Our canine companions have little say in some of the changes that happen in our life like having a baby, moving to a new home, or taking a job with longer working hours. We should of course consider the needs of our canines when making decisions that will impact them, but we’re often put in those same situations at a moments notice too. So how adaptable is the Bullmastiff when it comes to the changes in our lives? Let’s find out.
We’ll dive right in a look at a key factor in adaptability; energy. The Bullmastiff reaches maturity around 3 years of age, and with their puppy and teenage years coming to a close, their energy level drops a bit. They are generally a pretty low-energy breed, but they will range closer to moderate-energy for their first three years of life. They need an hour or so of exercise each day so having a larger fenced yard, and larger home, is ideal. Should your home and yard decrease in size then you’re going to have to be more dedicated to exercising them but they adjust to smaller living remarkable well for their size. This could mean longer walks around the neighbourhood or easy brain games in the home, but you’ll generally find the Bullmastiff to be quite happy as long as they are with you and their family.
The Bullmastiff is fairly trainable and willing to please their calm, consistent leader which can come in handy when their life is uprooted. Obedience work is a great way to focus their mind and energy in new places where they need to ignore the new distractions, but they aren’t over achievers in this area. They’ll likely find a comfy spot with a view and carefully watch their new surroundings while keeping an eye on the family. Remember, your Bullmastiff’s ancestors were bred to be estate guardians so they prefer situations that are familiar so they can easily spot anything amiss. Keeping their routines as familiar as possible will help to transition them into their new life whether that be a new home, a new baby, or less time with you.
FAMILY & SOCIAL
The Bullmastiff is a devoted family canine that thrives when someone is with them but they are generally quite comfortable being alone. It’s still critical that you work on their confidence alone from an early age and build up the time they are left alone rather than jump in. Bullmastiff’s are capable of destroying their kennel, chewing the any number of things, and other destructive behaviours when they aren’t trained to accept being alone. Moderate exercise, quality bonding, and crate training are going to be key in keeping your Bullmastiff from developing separation anxiety. Since you never know when you might suddenly start working more or be home later, it’s crucial that you teach this acceptance early on and keep this training maintained throughout the life of your Bullmastiff. It will make many of life changes easier for both your canine and you to adapt to at a moments notice.
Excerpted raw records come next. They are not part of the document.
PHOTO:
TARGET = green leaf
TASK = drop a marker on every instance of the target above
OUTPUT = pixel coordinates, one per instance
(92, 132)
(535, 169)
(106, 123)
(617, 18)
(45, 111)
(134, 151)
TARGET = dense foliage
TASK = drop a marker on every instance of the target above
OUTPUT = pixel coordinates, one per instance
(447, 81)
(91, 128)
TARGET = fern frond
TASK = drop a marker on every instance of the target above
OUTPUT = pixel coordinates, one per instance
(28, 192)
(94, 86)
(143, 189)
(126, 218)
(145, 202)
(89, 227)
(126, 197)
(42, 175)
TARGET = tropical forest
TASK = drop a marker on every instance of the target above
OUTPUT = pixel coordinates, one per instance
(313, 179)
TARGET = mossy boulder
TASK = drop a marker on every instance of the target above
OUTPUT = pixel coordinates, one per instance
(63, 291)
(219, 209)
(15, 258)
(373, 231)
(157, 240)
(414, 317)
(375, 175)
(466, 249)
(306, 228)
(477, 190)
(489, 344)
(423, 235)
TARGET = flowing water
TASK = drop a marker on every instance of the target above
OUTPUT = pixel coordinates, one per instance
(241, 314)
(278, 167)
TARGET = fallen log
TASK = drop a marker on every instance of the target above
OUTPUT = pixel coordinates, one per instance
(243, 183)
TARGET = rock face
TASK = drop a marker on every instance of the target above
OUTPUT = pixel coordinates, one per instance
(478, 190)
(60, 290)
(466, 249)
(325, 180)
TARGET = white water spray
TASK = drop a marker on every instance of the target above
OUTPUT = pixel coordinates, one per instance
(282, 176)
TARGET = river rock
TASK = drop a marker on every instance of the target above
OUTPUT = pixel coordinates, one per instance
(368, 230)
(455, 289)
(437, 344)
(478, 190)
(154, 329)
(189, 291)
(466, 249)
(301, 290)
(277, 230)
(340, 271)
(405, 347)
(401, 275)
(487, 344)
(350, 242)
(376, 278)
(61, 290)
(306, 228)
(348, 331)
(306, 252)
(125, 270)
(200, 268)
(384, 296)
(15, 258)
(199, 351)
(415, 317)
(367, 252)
Bullmastiff’s are incredibly devoted and affectionate with their family, so changes in their life that result in less time with you, or the rest of the family, are going to be the hardest for them to adjust to. If you’ve taken a job with longer hours and don’t have a family member that can be there, you’ll need to work harder when exercising and bonding with them in the morning and evening. If you or someone your Bullmastiff trusts can be there for an hour or two in the middle of the day to give them some attention then they’ll adapt much more easily. As with most things, it’s easiest to make the adjustment in stages if possible and get creative when making accommodations if it’s not. Keep in mind that if you know a life change that will directly impact the amount of time you can spend with Bullmastiff is coming, start adjusting to the new routine as early as possible.